Let’s take at the main() function:
rgood@debian:~/Playground/self-decrypt$ objdump -D main -M intel| grep "main>:" -A 32
0000000000401155 <main>:
401155: 55 push rbp
401156: 48 89 e5 mov rbp,rsp
401159: 48 83 ec 20 sub rsp,0x20
40115d: c7 45 ec 00 00 00 00 mov DWORD PTR [rbp-0x14],0x0
401164: 48 8d 3d aa 0e 00 00 lea rdi,[rip+0xeaa] # 402015 <_IO_stdin_used+0x15>
40116b: e8 d0 fe ff ff call 401040 <puts@plt>
401170: 48 8d 05 cb ff ff ff lea rax,[rip+0xffffffffffffffcb] # 401142 <encrypt_me>
401177: 25 00 f0 ff 00 and eax,0xfff000
40117c: 48 89 45 e0 mov QWORD PTR [rbp-0x20],rax
401180: 48 8b 45 e0 mov rax,QWORD PTR [rbp-0x20]

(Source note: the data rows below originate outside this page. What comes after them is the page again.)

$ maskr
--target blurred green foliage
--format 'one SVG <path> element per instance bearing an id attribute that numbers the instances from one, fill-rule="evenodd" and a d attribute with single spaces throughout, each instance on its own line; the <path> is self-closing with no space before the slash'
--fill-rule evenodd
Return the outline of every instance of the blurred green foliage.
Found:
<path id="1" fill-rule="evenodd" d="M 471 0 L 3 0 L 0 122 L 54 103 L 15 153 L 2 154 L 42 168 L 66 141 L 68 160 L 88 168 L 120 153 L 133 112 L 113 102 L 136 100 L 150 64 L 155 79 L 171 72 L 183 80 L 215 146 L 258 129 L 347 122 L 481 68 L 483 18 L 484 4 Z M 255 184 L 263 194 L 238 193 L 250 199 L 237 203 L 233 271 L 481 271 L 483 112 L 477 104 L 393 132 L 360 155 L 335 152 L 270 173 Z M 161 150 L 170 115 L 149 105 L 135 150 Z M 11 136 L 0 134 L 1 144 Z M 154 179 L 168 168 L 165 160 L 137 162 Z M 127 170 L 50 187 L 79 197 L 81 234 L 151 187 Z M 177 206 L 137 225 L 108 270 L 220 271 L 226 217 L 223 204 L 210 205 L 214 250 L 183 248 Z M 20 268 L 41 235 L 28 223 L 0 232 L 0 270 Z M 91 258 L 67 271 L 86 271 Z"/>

401184: ba 07 00 00 00 mov edx,0x7
401189: be 00 10 00 00 mov esi,0x1000
40118e: 48 89 c7 mov rdi,rax
401191: e8 ba fe ff ff call 401050 <mprotect@plt>
401196: 89 45 ec mov DWORD PTR [rbp-0x14],eax
401199: 83 7d ec 00 cmp DWORD PTR [rbp-0x14],0x0
40119d: 79 09 jns 4011a8 <main+0x53>
40119f: e8 8c fe ff ff call 401030 <__errno_location@plt>
4011a4: 8b 00 mov eax,DWORD PTR [rax]
4011a6: eb 59 jmp 401201 <main+0xac>
4011a8: 48 8d 05 93 ff ff ff lea rax,[rip+0xffffffffffffff93] # 401142 <encrypt_me>
4011af: 48 89 45 f8 mov QWORD PTR [rbp-0x8],rax
4011b3: 48 8d 05 9b ff ff ff lea rax,[rip+0xffffffffffffff9b] # 401155 <main>
4011ba: 48 8d 50 ff lea rdx,[rax-0x1]
4011be: 48 8d 05 7d ff ff ff lea rax,[rip+0xffffffffffffff7d] # 401142 <encrypt_me>
4011c5: 48 29 c2 sub rdx,rax
4011c8: 48 89 d0 mov rax,rdx
4011cb: 48 89 45 f0 mov QWORD PTR [rbp-0x10],rax
4011cf: eb 1a jmp 4011eb <main+0x96>
4011d1: 48 8b 45 f8 mov rax,QWORD PTR [rbp-0x8]
4011d5: 8b 00 mov eax,DWORD PTR [rax]
4011d7: 34 fa xor al,0xfa
At the end of the printed instructions, we can see our xor encryption culprit. The instructions to accomplish the xor is 0x34 0xfa, where 0x34 is the code for xor, and 0xfa is the encryption/decryption key.
Let’s NOP out those instructions.
We now have a decrypted sample that we can analyze/detonate as we desire!